There were 333 patients (27%) with prevalent TB at baseline. Among these patients a median of 99 days (IQR: 62-155 days) of ATT had been completed prior to the initiation of ART. There were nine cases of multi-drug resistant (MDR) TB among the prevalent TB cases (3%). 10 patients on ATT were transferred to other facilities and another 10 patients became lost to follow up prior to completing 3 months of ART. These 20 patients were excluded from further analysis.
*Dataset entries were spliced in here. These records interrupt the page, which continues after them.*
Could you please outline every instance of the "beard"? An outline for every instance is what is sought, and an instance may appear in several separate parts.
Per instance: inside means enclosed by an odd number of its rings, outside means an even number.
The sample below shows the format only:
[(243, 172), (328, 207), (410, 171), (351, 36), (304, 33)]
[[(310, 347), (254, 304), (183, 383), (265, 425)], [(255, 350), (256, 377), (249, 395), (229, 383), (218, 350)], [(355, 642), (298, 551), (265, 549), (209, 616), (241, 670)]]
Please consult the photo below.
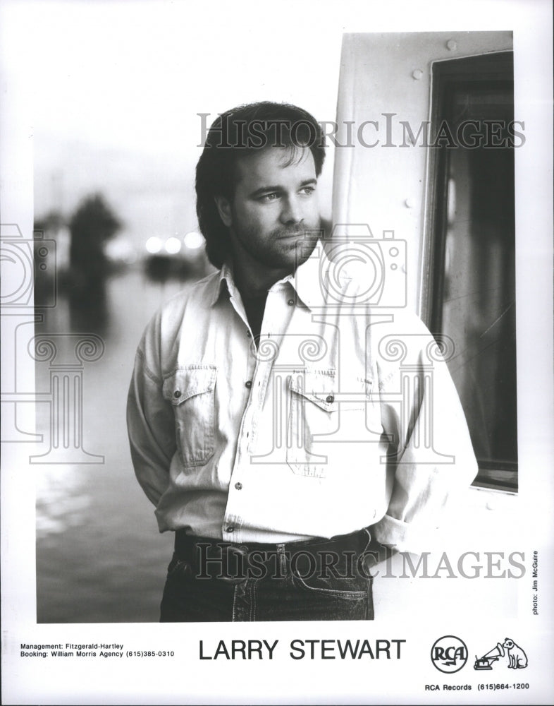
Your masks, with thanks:
[(319, 219), (309, 228), (283, 226), (270, 231), (263, 239), (248, 227), (234, 230), (236, 240), (251, 258), (271, 269), (293, 272), (309, 258), (321, 237)]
Of the 313 prevalent TB cases included, 6 were found to be responding poorly to ATT prior to ART initiation. 54 of the remaining 307 patients had a clinical deterioration during the first three months of ART initiation and were suspected by clinicians to have TB IRIS. Among these, 12 had other medical issues as a cause for their clinical deterioration. Of the remaining 42 possible TB IRIS cases 7 presented with only 1 minor criterion, thereby not fulfilling the INSHI case definition (). These cases consisted of 4 patients with isolated constitutional symptoms, 2 with worsening cough and one with worsening hepatomegaly.
According to the INSHI case definition the proportion of patients with TB IRIS was 11% (35 out of 313 patients). These patients presented with symptoms at a median of 18 days (IQR 14-28 days) after ART initiation. The majority had at least one major criterion (n=24, 68%) and a smaller proportion (n=11, 32%) were diagnosed by fulfilling at least 2 minor criteria.
In the bivariate analysis, the only variable found to be significantly associated with the development of TB IRIS in this cohort was a low pre-ART CD4 count (). TB IRIS occurred in 19% of patients with a CD4 count of less than 50 cells/mm3, in 10% of those with a CD4 count between 50 and 100 cells/mm3, and in 5.4% of patients with CD4 counts greater than100 cells/mm3. Extrapulmonary TB (EPTB) was not found to be significantly associated with TB IRIS in this cohort.
Characteristics of TB/HIV co-infected patients with and without paradoxical TB-associated IRIS
Mortality among TB IRIS cases was low, with one possible associated death (2%). This occurred in a patient diagnosed with smear positive pulmonary TB who commenced ART 7 days after the initiation of ATT. She presented 13 days after ART initiation with marked respiratory symptoms and worsening pulmonary infiltrates and died in hospital 27 days later. ATT drug resistance results were not available and oral corticosteroids were administered in this case. No autopsy was performed.
19 patients (54%) with TB IRIS required either hospitalisation and/or the administration of oral corticosteroids during the episode. 8 (23%) patients were hospitalised and 13 (37%) received oral corticosteroid therapy. Symptoms among the 7 patients who were not included in the IRIS case definition due to insufficient criteria resolved spontaneously.